Having the mask is fine. The mask indicates what elements to load, the annoying thing it that afther the gather has finished the mask is set to 0. With the vs2012 compiler, using the gather intrinsic, the compiler doesn't even take into account the mask is set to 0, leading to wrong code. I already filed a bug for that with Microsoft.

The reason I see no performance improvement, is imho, simply because the cache can not be loaded in paralell from up to 8 addresses, and everything is serialized there...

TimP · ‎06-15-2013

OK; as you say, I haven't seen VS2012 generate simulated (and certainly not AVX2) gather, and AVX is the only /arch: there which could be used.

I agree, the 8 separate addresses could each touch a different cache line, and the accesses may be limited to 2 vector elements per clock cycle, which you could probably achieve with SSE2.

bronxzv · ‎06-17-2013

jan v. wrote:
Anyone already experimented with AVX2 gather ?

I have ported a big project to AVX2 well before to be able to test it on actual hardware (simply validated with the SDE). Just after I can start tuning my code on a retail Core i7 4770K setup, my first change was to comment out all my specialized AVX2 gather code paths. Software synthetized gather (as used for my AVX code path) is faster, thus the gather "optimization" was in fact leading to a performance regression!

As you can see in the Optimization Manual https://www-ssl.intel.com/content/dam/www/public/us/en/documents/manuals/64-ia-32-architectures-optimization-manual.pdf page C-5, gather instructions have high reciprocal throughput (~ 10 clocks for 256-bit gather instructions). Hint: there are a few advices at pages 11-59/11-60 for gather optimizations.

Also of note :
- VTune Amplifier reports a lot of performance warning events when using the gather instructions.
- There is a bunch of errata related to gather in the Haswell specification update http://www.intel.com/content/dam/www/public/us/en/documents/specification-updates/4th-gen-core-family-desktop-specification-update.pdf.

My impression so far is that if someone get significant speedups from gather instructions it tells more about how poorly optimized is his/her software synthetized gather path (required for legacy targets) than how fast the gather instructions are. btw there is a common myth that gather instructions are somehow required for proper vectorization, that's clearly not true since these instructions are slower (or slightly faster in some corner cases, maybe) than their emulation with other basic instructions, so there is no more, no less vectorization opportunities.

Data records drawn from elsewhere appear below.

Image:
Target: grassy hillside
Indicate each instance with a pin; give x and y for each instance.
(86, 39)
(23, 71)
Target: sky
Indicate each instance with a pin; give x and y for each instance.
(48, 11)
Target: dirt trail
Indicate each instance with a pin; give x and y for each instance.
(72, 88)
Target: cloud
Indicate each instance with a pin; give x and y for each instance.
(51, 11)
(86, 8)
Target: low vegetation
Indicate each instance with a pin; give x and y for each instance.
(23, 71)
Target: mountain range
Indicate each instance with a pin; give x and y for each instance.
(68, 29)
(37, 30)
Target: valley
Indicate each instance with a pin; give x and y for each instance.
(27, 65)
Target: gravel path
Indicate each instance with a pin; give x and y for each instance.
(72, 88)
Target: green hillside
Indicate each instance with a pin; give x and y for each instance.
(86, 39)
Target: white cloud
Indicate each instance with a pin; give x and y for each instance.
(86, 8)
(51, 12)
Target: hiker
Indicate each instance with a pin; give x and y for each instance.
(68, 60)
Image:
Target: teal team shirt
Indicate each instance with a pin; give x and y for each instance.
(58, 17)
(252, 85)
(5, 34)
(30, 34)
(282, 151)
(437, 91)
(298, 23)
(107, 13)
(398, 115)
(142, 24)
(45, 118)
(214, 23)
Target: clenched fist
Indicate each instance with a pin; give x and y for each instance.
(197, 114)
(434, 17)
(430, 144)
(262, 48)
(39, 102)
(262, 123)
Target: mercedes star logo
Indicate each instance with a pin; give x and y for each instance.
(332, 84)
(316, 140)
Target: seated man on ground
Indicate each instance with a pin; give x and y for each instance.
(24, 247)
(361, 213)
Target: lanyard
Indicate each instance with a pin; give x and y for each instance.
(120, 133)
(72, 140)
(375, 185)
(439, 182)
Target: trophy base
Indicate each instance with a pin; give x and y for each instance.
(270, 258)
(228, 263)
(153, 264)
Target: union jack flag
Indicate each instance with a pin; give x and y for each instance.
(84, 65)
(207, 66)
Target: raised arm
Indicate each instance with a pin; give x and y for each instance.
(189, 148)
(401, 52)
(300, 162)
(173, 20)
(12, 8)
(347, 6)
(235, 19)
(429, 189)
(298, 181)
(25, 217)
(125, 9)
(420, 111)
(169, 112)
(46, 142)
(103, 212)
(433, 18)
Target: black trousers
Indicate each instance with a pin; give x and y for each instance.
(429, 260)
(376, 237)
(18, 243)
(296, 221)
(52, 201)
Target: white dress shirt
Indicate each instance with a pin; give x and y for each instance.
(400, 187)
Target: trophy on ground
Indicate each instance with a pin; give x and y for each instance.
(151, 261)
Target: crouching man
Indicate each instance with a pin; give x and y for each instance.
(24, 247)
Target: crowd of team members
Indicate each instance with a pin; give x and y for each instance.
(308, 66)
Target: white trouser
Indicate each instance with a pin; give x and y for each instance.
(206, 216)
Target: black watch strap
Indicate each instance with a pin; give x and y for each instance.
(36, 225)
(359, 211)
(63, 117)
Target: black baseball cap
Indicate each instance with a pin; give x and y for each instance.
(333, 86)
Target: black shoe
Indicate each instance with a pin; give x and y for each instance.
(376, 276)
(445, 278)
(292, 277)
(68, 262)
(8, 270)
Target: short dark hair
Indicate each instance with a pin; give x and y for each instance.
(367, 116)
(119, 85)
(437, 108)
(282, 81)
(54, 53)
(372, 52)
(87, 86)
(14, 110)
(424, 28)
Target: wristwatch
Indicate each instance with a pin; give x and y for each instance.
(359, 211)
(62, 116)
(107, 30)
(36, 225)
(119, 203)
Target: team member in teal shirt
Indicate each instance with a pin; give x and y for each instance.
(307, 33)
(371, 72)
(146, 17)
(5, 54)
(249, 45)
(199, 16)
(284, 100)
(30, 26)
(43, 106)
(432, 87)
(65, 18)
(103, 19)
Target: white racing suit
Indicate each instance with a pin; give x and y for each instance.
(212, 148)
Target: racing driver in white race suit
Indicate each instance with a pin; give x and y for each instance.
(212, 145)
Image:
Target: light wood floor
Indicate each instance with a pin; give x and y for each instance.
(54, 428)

All in all, I'll say that AVX2 gather instructions aren't ready for prime time at the moment.

Bernard · ‎06-17-2013

>>>gather instructions have high reciprocal throughput (~ 10 clocks for 256-bit gather instructions). Hint: there is a few advices at pages 11-59/11-60 for gather optimizations.>>>

Optimization manual also states that cpi for gather instructions is measured when memory references are cached in L1.If it is not the situation cpi will rise due to latency of memory access.